Sie befürchten mit Grund, der EuGH könnte nach europäischem Recht die schweizerische Praxis, Polizeibefugnissen durch private Konkurrenten ausüben zu lassen, als rechtswidrig beurteilen.

Teilen der Wirtschaft – zum Beispiel dem Bundesbetrieb SBB und der Pharmaindustrie - geht es darum, ausländische Konkurrenten möglichst vom hochpreisigen schweizer Markt fernzuhalten.

Die Prinzipien der schweizer Landwirtschaftspolitik - Marktabschottung und Subventionen - sollen auch in andern Wirtschaftsbereichen je nach Bedarf und politischer Interessenlage zum Zug kommen.

An diesen politischen Leitlinien und damit am Sonderfall will auch die SVP/FDP-Parlamentsmehrheit unbedingt festhalten.

Mitteilungen aus Europa

Seit mehr als zehn Jahren erhält der Bundesrat aus dem EU-Parlament, aus dem EU-Rat, aus der EU-Kommission und von den Regierungen aller am Binnenmarkt beteiligten Länder die Mitteilung, dass die schweizer Position nicht akzeptiert wird.

Dennoch hält er unverdrossen am Sonderfall fest und überbringt der EU immer wieder dieselbe Botschaft.

Staatssekretärin Leu reiste seit Mai 2021 zehn Mal nach Brüssel, um der EU-Verwaltung die bundesrätliche Position schmackhaft zu machen. Ohne Erfolg.

Nach ihrem abrupten Weggang übernimmt die undankbare Daueraufgabe per 1. September 2023 der neu gewählte Staatssekretär Alexandre Fasel. Er ist seit 2012 der sechste EDA-Staatssekretär mit diesem Pflichtenheft.

FDP-BR Cassis traf im März 23 EU-Kommissar Sefcovic und jetzt wieder am 18. Juli 2023, um persönlich Frau Leu in ihren Bemühungen zu unterstützen.
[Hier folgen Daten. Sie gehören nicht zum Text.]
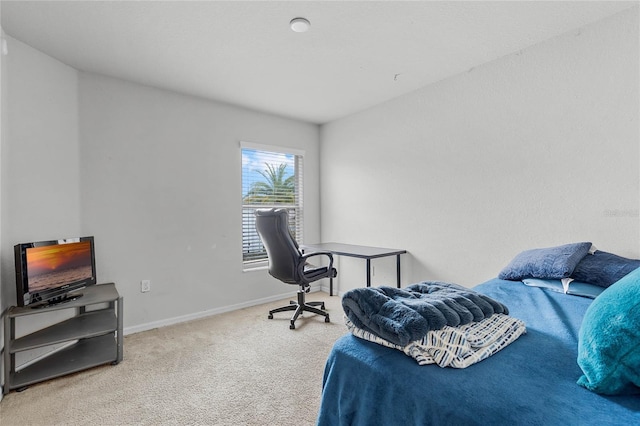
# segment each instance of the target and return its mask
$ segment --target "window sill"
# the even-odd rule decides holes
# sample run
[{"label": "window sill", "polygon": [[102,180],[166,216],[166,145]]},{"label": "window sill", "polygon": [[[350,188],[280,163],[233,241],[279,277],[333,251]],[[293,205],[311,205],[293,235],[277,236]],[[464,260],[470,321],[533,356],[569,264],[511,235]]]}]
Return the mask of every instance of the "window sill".
[{"label": "window sill", "polygon": [[269,265],[267,265],[266,263],[242,265],[242,272],[266,271],[267,269],[269,269]]}]

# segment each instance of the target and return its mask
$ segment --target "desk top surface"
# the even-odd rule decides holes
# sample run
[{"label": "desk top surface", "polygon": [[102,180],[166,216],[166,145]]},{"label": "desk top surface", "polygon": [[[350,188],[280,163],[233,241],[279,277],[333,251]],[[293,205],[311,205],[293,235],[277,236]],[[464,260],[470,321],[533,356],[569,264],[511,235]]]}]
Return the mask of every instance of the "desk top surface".
[{"label": "desk top surface", "polygon": [[373,259],[375,257],[395,256],[406,253],[406,250],[391,249],[382,247],[358,246],[354,244],[343,243],[317,243],[302,244],[303,250],[311,251],[328,251],[339,256],[361,257],[364,259]]}]

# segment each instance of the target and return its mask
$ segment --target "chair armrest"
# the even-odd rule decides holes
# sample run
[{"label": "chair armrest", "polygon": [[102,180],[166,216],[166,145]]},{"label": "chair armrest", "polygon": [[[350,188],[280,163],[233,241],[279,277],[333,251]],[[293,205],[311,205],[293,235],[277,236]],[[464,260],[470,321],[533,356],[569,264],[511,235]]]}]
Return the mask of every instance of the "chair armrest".
[{"label": "chair armrest", "polygon": [[300,256],[300,260],[307,261],[312,256],[327,256],[329,258],[329,269],[333,268],[333,253],[329,251],[314,251],[312,253],[305,253]]},{"label": "chair armrest", "polygon": [[[330,277],[331,271],[333,270],[333,254],[331,252],[328,252],[328,251],[316,251],[316,252],[313,252],[313,253],[305,253],[305,254],[303,254],[302,256],[300,256],[300,262],[298,263],[298,276],[307,285],[310,284],[310,281],[305,279],[304,267],[305,267],[305,265],[307,263],[307,260],[310,257],[313,257],[313,256],[327,256],[329,258],[329,266],[327,267],[327,271],[328,271],[329,275],[327,275],[327,278]],[[316,278],[316,279],[318,279],[318,278]]]}]

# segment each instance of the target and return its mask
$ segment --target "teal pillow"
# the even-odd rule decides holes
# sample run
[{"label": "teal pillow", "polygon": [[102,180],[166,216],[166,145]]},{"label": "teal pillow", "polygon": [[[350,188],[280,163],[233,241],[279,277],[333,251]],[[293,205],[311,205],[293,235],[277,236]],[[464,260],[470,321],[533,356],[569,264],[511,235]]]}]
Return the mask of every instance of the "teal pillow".
[{"label": "teal pillow", "polygon": [[640,393],[640,268],[589,306],[578,338],[578,384],[604,395]]}]

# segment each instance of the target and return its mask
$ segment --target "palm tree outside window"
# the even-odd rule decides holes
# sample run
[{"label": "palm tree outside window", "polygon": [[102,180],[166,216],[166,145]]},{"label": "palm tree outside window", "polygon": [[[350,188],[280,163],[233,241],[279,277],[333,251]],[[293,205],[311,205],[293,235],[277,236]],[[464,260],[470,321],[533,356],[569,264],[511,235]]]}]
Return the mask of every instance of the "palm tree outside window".
[{"label": "palm tree outside window", "polygon": [[266,264],[255,229],[255,211],[286,208],[291,234],[302,243],[303,153],[242,143],[242,261],[245,269]]}]

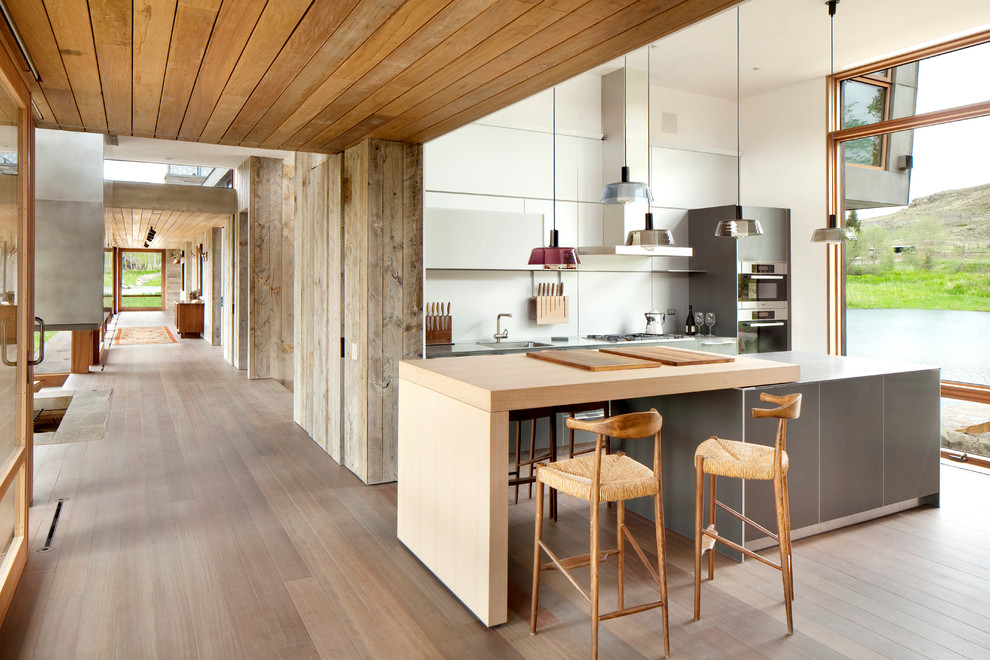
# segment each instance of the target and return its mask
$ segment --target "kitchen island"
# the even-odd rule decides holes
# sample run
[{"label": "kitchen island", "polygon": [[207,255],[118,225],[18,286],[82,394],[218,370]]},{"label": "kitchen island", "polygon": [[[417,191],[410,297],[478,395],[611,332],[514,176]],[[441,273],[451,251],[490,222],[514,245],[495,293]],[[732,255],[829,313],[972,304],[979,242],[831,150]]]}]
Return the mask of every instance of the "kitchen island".
[{"label": "kitchen island", "polygon": [[797,364],[591,372],[525,354],[399,367],[398,537],[486,625],[508,590],[509,411],[791,383]]}]

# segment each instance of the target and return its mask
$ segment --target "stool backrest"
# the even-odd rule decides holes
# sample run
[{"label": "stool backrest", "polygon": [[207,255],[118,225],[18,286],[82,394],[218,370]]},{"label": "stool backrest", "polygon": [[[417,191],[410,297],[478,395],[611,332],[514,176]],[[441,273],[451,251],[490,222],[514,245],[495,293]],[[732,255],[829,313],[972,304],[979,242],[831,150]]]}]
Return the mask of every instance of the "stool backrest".
[{"label": "stool backrest", "polygon": [[598,491],[601,483],[602,468],[602,439],[605,436],[622,438],[624,440],[635,440],[653,436],[653,474],[660,478],[660,427],[663,426],[663,417],[656,409],[649,412],[627,413],[616,415],[606,419],[584,421],[568,417],[564,423],[569,429],[580,431],[590,431],[598,436],[595,442],[595,471],[591,480],[591,492]]},{"label": "stool backrest", "polygon": [[780,475],[783,453],[787,451],[787,420],[797,419],[801,415],[801,395],[773,396],[760,392],[760,401],[777,404],[776,408],[753,408],[753,417],[776,417],[780,420],[777,424],[777,439],[773,453],[774,474]]}]

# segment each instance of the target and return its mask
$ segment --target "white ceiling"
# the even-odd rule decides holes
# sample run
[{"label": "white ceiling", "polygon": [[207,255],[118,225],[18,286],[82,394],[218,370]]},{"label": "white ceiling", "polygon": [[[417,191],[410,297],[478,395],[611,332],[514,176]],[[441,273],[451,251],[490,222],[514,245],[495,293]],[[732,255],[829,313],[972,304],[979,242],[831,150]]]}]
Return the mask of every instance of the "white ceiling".
[{"label": "white ceiling", "polygon": [[[742,96],[762,94],[829,71],[829,17],[824,0],[749,0],[740,5]],[[990,0],[840,0],[835,15],[835,68],[858,66],[920,46],[990,29]],[[629,66],[646,68],[645,49]],[[622,66],[598,67],[603,75]],[[654,84],[697,94],[736,96],[736,10],[657,42]],[[121,137],[107,146],[116,160],[236,167],[247,156],[288,152],[194,142]]]},{"label": "white ceiling", "polygon": [[[749,0],[739,6],[743,97],[829,72],[825,0]],[[835,69],[852,68],[990,29],[990,0],[840,0],[835,14]],[[645,69],[645,55],[629,66]],[[595,69],[599,75],[622,60]],[[650,55],[655,85],[696,94],[736,96],[736,10],[658,41]]]}]

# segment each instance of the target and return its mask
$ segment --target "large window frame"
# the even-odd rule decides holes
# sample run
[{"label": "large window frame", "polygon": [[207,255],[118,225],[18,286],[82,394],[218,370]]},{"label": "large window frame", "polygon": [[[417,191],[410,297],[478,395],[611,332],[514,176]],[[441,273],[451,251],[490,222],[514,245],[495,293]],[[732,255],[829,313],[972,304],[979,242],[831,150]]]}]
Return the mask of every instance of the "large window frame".
[{"label": "large window frame", "polygon": [[[841,189],[840,168],[844,165],[841,160],[842,143],[880,135],[891,135],[898,131],[913,130],[927,126],[937,126],[954,121],[975,119],[990,116],[990,100],[969,105],[946,108],[924,114],[915,114],[897,119],[885,119],[875,124],[866,124],[851,128],[841,128],[840,119],[843,108],[841,85],[845,80],[862,78],[883,69],[923,60],[942,55],[955,50],[978,46],[990,42],[990,30],[985,30],[968,37],[955,39],[943,44],[929,46],[880,62],[842,71],[826,78],[826,120],[828,133],[826,135],[826,185],[828,192],[829,213],[844,217],[843,191]],[[889,95],[888,95],[889,96]],[[888,99],[889,103],[889,99]],[[844,355],[846,352],[846,291],[845,291],[845,255],[841,243],[827,247],[826,278],[828,283],[828,332],[827,348],[831,355]],[[946,398],[990,404],[990,386],[974,383],[957,383],[942,381],[941,395]],[[958,455],[959,452],[942,450],[947,458],[968,461],[990,467],[990,461],[974,459]]]}]

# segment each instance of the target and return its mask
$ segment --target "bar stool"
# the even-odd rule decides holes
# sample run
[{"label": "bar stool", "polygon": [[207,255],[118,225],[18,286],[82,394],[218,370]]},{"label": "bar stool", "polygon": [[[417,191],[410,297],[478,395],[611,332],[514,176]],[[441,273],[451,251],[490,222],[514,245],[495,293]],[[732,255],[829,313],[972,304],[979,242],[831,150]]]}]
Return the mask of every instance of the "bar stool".
[{"label": "bar stool", "polygon": [[[579,456],[540,465],[536,471],[536,533],[533,542],[533,601],[530,610],[529,632],[536,634],[536,611],[540,598],[540,573],[557,569],[577,587],[578,591],[591,604],[591,657],[598,657],[598,622],[627,614],[635,614],[660,608],[663,621],[664,655],[670,656],[670,640],[667,623],[667,546],[663,527],[663,488],[660,483],[660,427],[663,418],[656,410],[649,412],[618,415],[600,421],[586,422],[568,419],[567,427],[597,434],[595,451],[589,456]],[[603,455],[602,441],[605,436],[633,440],[653,436],[653,469],[635,461],[622,452]],[[591,506],[591,548],[588,554],[559,559],[543,542],[543,485],[556,488],[562,493],[577,497]],[[657,570],[646,559],[639,543],[633,538],[625,521],[625,500],[636,497],[653,498],[653,511],[656,517]],[[616,502],[616,547],[601,550],[598,534],[598,505],[601,502]],[[660,600],[643,605],[625,607],[623,602],[623,579],[625,572],[625,539],[628,538],[640,561],[660,587]],[[550,558],[547,564],[540,564],[541,551]],[[598,611],[598,564],[610,556],[618,557],[619,599],[614,612],[599,614]],[[571,570],[590,566],[591,594],[582,589]]]},{"label": "bar stool", "polygon": [[[557,419],[557,415],[567,415],[571,419],[575,415],[580,413],[590,413],[595,411],[601,411],[601,417],[608,417],[611,411],[611,406],[608,401],[592,401],[589,403],[572,403],[564,406],[555,406],[553,409],[554,420]],[[567,443],[567,457],[574,458],[580,454],[587,454],[589,452],[595,451],[594,447],[587,447],[579,451],[574,451],[574,429],[568,429],[568,443]],[[612,453],[612,444],[610,442],[611,438],[605,438],[605,453]]]},{"label": "bar stool", "polygon": [[[787,498],[787,420],[797,419],[801,414],[801,395],[772,396],[760,394],[761,401],[776,403],[776,408],[753,408],[753,417],[775,417],[777,439],[773,446],[759,445],[737,440],[725,440],[711,436],[694,453],[695,506],[694,506],[694,620],[701,618],[701,556],[708,553],[708,579],[715,579],[715,542],[721,541],[748,557],[763,562],[780,571],[784,583],[784,610],[787,613],[787,634],[794,633],[791,620],[791,600],[794,598],[794,570],[791,555],[791,513]],[[701,510],[704,508],[704,480],[708,475],[708,526],[702,527]],[[774,503],[777,509],[777,533],[774,534],[762,525],[747,518],[738,511],[715,499],[717,477],[737,479],[760,479],[773,481]],[[539,488],[537,488],[539,496]],[[715,530],[715,506],[732,514],[744,523],[758,529],[777,541],[780,546],[780,563],[742,547],[738,543],[723,538]]]},{"label": "bar stool", "polygon": [[[547,450],[540,454],[535,455],[536,452],[536,421],[539,419],[546,419],[550,426],[550,443]],[[529,484],[529,497],[533,496],[533,482],[536,481],[535,468],[534,466],[540,461],[555,461],[557,460],[557,425],[554,424],[556,418],[553,414],[552,408],[529,408],[526,410],[510,410],[509,411],[509,422],[515,422],[516,431],[516,454],[515,454],[515,466],[513,470],[509,471],[509,485],[514,486],[516,489],[515,502],[519,503],[519,486]],[[522,458],[522,423],[529,422],[529,454],[526,459]],[[522,469],[528,468],[529,472],[526,475],[522,474]],[[556,520],[557,519],[557,492],[550,492],[550,516]]]}]

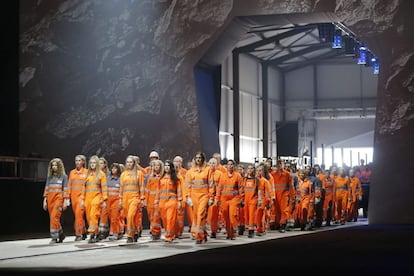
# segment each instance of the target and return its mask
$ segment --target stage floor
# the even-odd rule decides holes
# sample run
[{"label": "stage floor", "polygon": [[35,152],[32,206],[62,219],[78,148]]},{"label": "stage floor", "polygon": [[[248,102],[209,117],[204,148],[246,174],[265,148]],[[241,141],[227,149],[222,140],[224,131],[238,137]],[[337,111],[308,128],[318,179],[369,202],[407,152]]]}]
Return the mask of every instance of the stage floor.
[{"label": "stage floor", "polygon": [[[137,243],[126,245],[126,238],[118,241],[103,240],[95,244],[87,241],[74,241],[74,236],[67,236],[63,243],[49,244],[50,239],[27,239],[0,242],[0,270],[9,272],[62,272],[79,269],[102,268],[105,266],[137,263],[141,261],[168,257],[195,251],[229,247],[266,240],[283,239],[315,232],[335,231],[337,229],[367,225],[367,219],[347,222],[345,225],[332,225],[312,231],[293,231],[279,233],[269,231],[264,236],[248,238],[239,236],[235,240],[226,240],[222,231],[217,238],[208,238],[207,243],[198,245],[191,239],[190,233],[184,233],[181,239],[167,243],[163,239],[152,241],[149,230],[144,230]],[[187,229],[186,229],[187,230]]]}]

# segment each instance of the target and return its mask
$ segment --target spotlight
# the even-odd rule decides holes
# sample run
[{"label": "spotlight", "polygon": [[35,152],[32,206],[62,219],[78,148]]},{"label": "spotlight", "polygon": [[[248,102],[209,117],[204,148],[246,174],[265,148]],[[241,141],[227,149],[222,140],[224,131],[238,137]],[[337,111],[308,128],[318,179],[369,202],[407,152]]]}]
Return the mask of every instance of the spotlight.
[{"label": "spotlight", "polygon": [[367,61],[367,47],[365,47],[364,45],[359,46],[358,49],[358,64],[366,64]]},{"label": "spotlight", "polygon": [[366,55],[365,55],[365,66],[366,67],[370,67],[372,66],[372,59],[374,58],[374,55],[370,52],[370,51],[366,51]]},{"label": "spotlight", "polygon": [[335,30],[333,42],[332,42],[332,48],[334,49],[340,49],[342,48],[342,32],[341,30]]},{"label": "spotlight", "polygon": [[373,57],[371,59],[371,62],[372,62],[372,69],[373,69],[374,75],[378,75],[379,74],[379,62],[378,62],[378,59],[376,57]]}]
Auch ohne Erfolg.

Innenpolitisch kaschiert der Bundesrat die Erfolglosigkeit seiner Europapolitik mit einer zeitlich unlimitierten Fortführung von sog. „Sondierungsgesprächen“.

Die Geheimhaltung der bundesrätlichen Eckwerte für ein „Verhandlungsmandat“, beschlossen am 21. Juni 2023, ist ein Hinweis, dass dem Bundesrat die Erfolglosigkeit der SVP/FDP-Position in der Europapolitik durchaus klar ist.

Er lehnt indessen eine Korrektur seiner anti-europäischen Position ab und nimmt – als Konsequenz - die fortschreitende Erosion der bilateralen Verträge und der übrigen Beziehungen zur EU in Kauf, im Wissen, dass der Schaden für das Land erst später richtig spürbar werden wird.

Negatives Denken und Kommunizieren

Solange wir eine SVP/FDP-Regierungsmehrheit haben, welche über die europäische Integration und das gemeinsame europäisches Recht negativ denkt, die EU immer wieder politisch als Feindbild pflegt und dies – wie in den vergangenen Jahren - permanent der Bevölkerung vermittelt, wird es keinen Ausweg aus der bilateralen Sackgasse geben.

Gehäufte Besuche von Bundesräten und Staatssekretärinnen in Brüssel schaffen da keine Abhilfe.